Paul Orson Bingham, founder of the Thunderbird Foundation for the Arts who was known as an expert in the art of painter Maynard Dixon, has died from complications of a brain hematoma at the age of 80.
Born in Ogden Utah, Paul’s early life on a dairy farm shaped a work ethic that continued his entire life. He was raised in Hooper and Farr West, Utah and was the second of five sons to Wayne and Leone Bingham. He was a dairy judging champion with the FFA and was a state wrestling champion at Weber High School. Paul served an LDS mission to Copenhagen Denmark, where he became fluent in the Danish language and culture. He was also a wonderful singer with a deep bass voice. He was very proud to have played the lead role of Billy Bigelow at Weber State University’s production of Carousel as a college student.
In 1964, he met the love of his life, Susan Kathryn Dodson at Kinney Shoe Store in Roy, Utah where they were both employed. They married in 1965 and in 1967 Emily was born. That same year, Paul graduated from Weber State University and Paul and Susan left Utah for Santa Clara, California. A son, Daniel Paul and a daughter, Angela, soon joined the family. The Bingham family lived in the San Jose Bay area for 34 years.
In the early 70s Paul worked as a top salesman for Xerox in the nascent tech industry of Silicon Valley. He thoroughly enjoyed the sales process and became an absolute pro at putting together high dollar sales deals, with his creativity and out-of-the-box mindset. Paul was a natural entrepreneur who lived and breathed the concepts of risk and reward – so when the gallery business presented itself, he had the knowledge, skills and training to deal in high end art deals with a type of confidence rarely seen. Paul opened galleries in Los Altos and San Jose, specializing in works by California masters and specifically the art of Maynard Dixon.
In 1998, Paul and Susan purchased the Maynard Dixon home and studio in Mt. Carmel, Utah. Susan was looking forward to a quiet little summer retreat where they could go to relax in their later years. But as usual, Paul had an entirely different vision. The Mt. Carmel home would soon become a destination and mecca for artists and collectors alike. The Thunderbird Foundation for the Arts was born. Paul was a visionary who worked hard to bring his big dreams to fruition, which is evidenced in the heart and soul he put into the Dixon home and Foundation for the last 25 years.
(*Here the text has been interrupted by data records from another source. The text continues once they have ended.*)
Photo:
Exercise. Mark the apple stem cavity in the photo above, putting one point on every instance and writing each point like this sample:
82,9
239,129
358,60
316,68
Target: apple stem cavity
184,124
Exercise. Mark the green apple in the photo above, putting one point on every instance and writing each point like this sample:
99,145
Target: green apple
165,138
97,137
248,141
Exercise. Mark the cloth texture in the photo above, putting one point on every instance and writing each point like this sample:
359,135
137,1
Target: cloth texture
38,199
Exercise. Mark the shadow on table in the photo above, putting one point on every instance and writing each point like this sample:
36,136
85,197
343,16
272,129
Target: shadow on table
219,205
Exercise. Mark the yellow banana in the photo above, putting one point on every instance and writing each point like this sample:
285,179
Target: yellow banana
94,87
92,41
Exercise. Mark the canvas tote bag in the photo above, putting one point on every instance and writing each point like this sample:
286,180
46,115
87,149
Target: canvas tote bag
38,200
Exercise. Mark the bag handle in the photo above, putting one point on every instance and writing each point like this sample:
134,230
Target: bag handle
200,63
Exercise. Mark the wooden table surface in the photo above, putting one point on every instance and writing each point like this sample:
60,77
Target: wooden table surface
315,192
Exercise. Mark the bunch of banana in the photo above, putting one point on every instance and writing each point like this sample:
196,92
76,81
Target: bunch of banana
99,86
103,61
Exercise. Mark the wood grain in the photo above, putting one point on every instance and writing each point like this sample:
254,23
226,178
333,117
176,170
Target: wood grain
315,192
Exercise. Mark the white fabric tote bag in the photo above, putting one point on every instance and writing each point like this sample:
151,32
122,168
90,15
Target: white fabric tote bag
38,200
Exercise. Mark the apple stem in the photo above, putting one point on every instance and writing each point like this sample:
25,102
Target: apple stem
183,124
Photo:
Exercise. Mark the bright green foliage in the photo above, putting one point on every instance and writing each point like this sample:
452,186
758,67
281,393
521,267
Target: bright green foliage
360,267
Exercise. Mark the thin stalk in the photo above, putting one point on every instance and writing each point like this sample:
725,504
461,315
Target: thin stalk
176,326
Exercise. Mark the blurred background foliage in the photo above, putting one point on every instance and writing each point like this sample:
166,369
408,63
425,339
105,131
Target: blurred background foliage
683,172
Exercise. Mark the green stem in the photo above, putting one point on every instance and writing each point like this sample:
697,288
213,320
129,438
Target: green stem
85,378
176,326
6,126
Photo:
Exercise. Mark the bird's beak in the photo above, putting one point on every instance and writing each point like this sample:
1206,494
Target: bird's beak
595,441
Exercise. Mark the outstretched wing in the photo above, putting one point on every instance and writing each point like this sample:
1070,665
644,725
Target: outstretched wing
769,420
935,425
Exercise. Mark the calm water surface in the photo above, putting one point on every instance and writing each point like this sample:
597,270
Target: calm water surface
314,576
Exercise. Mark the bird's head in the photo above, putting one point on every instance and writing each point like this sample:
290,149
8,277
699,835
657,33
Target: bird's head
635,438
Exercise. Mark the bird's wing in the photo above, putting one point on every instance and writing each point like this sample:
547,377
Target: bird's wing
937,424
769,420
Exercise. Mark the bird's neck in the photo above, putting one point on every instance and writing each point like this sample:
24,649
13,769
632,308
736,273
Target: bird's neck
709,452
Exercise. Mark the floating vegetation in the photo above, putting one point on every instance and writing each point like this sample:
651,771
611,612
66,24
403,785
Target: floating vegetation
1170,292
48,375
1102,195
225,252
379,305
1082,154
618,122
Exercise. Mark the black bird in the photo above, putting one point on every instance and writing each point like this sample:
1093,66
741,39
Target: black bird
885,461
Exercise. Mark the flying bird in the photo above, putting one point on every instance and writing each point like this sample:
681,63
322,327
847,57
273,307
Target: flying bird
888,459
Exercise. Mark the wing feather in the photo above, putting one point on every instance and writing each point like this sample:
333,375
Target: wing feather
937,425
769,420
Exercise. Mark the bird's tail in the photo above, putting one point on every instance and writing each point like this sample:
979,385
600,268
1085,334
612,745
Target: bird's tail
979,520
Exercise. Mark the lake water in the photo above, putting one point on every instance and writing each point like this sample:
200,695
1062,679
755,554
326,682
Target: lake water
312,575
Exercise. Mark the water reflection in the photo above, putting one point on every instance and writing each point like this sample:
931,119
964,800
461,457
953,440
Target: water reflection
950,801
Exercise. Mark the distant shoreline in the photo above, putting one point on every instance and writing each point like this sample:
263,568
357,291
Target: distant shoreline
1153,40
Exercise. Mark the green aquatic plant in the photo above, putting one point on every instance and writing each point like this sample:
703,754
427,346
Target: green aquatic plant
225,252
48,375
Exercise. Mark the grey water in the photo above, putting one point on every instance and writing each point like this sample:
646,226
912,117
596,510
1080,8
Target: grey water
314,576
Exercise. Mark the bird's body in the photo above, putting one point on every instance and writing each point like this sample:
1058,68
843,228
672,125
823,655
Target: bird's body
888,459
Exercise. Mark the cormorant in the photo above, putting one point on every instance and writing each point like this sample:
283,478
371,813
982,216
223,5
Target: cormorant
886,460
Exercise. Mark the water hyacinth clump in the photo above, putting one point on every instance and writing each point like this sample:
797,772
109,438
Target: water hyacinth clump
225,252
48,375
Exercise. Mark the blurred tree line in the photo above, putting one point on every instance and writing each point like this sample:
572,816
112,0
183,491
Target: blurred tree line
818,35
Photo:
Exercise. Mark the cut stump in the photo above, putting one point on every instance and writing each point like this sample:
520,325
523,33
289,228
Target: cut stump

Paul was a larger-than-life character who was smart, driven, generous, tender hearted, creative, forceful, irreverent, funny, respectful, and strong in all ways. He was also known for his classic one-liners. He was a loving husband, father, grandfather, son, and brother who honored and put family first. He was also known as a wonderful cook who made delicious meals for many groups of friends and associates. His children and grandchildren have fond memories of his epic Danish dinners and his marvelous Danish aebelskivers.
Paul is survived by his loving wife, Susan, his children Emily (Juan), Dan (Kimberly), Angela (Frank) and his grandchildren Charles, Samuel, Parker, Carson and Lily. He is also survived by brothers Robert and Blaine. He was preceded in death by his parents, and brothers David and Edwin.
Toward the end of his life, Paul, “The Binger,” as he was known by his friends, made a final confession to his family, a secret that he had kept for over 65 years. It was he, and his brother Dave, who in 1956, put the watermelon on the steeple of the Farr West Chapel late one Saturday night for all churchgoers to see the next morning. His family is relieved that he finally got that off his chest.
A celebration of Paul’s life will be held in the early fall. In lieu of flowers, the family requests donations to the Thunderbird Foundation for the Arts at www.thunderbirdfoundation.com.